This is the readme file for the English CHILDES data in CONLL 2007

Version: README, v 0.1 2007/01/17

1. Source

CHILDES data base of parent-child dialogues.
See: http://childes.psy.cmu.edu/

2. CoNLL specifics

- For the shared task, we sample sentences until 5000 tokens were
  extracted. Sentences of less than 4 were discarded.

- Data format adheres to the standard format for all langauges
  See http://depparse.uvt.nl/depparse-wiki/DataFormat

- The data contains each word, a coarse grained part-of-speech, a
  a fine grained part-of-speech, the head of each token and the
  dependency relation. 

- The fine grained part-of-speech is assigned using a maximum entropy
  part of speech tagger.

- The coarse grained part-of-speech is just the first two characters of
  the fine grained part-of-speech.

- CHILDES is annotated with grammatical relations (aka dependencies)
  so no conversions to dependencies were required.

3. Unlabeled data (for domain adaptation track)

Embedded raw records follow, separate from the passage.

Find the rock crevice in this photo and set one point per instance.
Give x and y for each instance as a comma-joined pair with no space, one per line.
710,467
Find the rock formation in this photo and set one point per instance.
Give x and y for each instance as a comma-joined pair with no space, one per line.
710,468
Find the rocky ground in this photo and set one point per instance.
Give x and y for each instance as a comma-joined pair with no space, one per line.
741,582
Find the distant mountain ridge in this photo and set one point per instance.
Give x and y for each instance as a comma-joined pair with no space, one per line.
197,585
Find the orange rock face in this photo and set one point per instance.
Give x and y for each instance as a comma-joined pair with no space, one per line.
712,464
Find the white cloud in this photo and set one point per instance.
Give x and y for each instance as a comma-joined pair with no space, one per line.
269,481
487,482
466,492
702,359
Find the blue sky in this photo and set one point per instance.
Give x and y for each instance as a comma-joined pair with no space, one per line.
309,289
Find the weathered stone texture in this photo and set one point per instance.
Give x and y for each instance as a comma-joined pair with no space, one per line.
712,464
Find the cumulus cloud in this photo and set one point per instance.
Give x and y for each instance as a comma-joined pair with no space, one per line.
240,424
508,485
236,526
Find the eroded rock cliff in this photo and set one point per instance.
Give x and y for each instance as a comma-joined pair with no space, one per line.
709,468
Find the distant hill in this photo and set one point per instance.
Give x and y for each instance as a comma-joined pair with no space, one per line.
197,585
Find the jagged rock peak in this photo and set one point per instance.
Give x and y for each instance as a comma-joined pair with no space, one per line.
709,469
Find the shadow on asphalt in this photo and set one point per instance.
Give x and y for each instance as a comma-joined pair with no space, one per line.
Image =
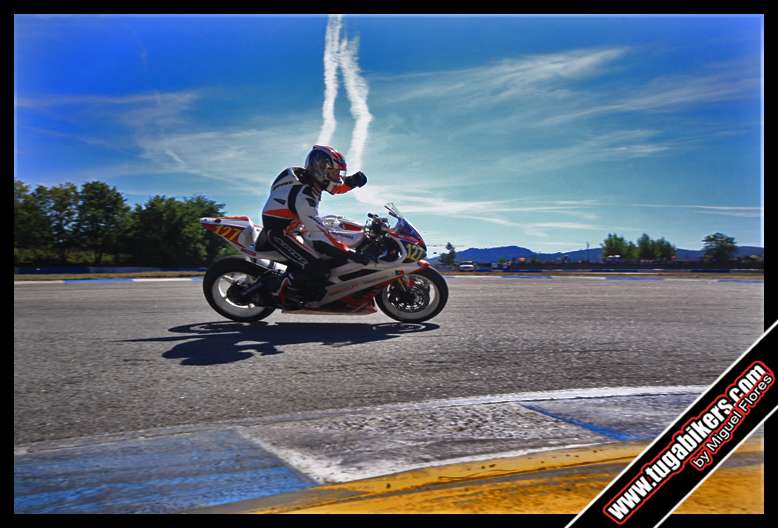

This data is in the folder unlab. This was extracted from the English-USA
corpus at http://childes.psy.cmu.edu/data/local.html

We only provided the words (to be consistent with other data sets),
however, the original data also contains the gold standard morphology.

4. Acknowledgements

Thanks to Brian MacWhinney, Alon Lavie, Kenji Sagae, Shuly Wintner,
and the entire CHILDES project for creating this data and agreeing
to include it in the shared-task.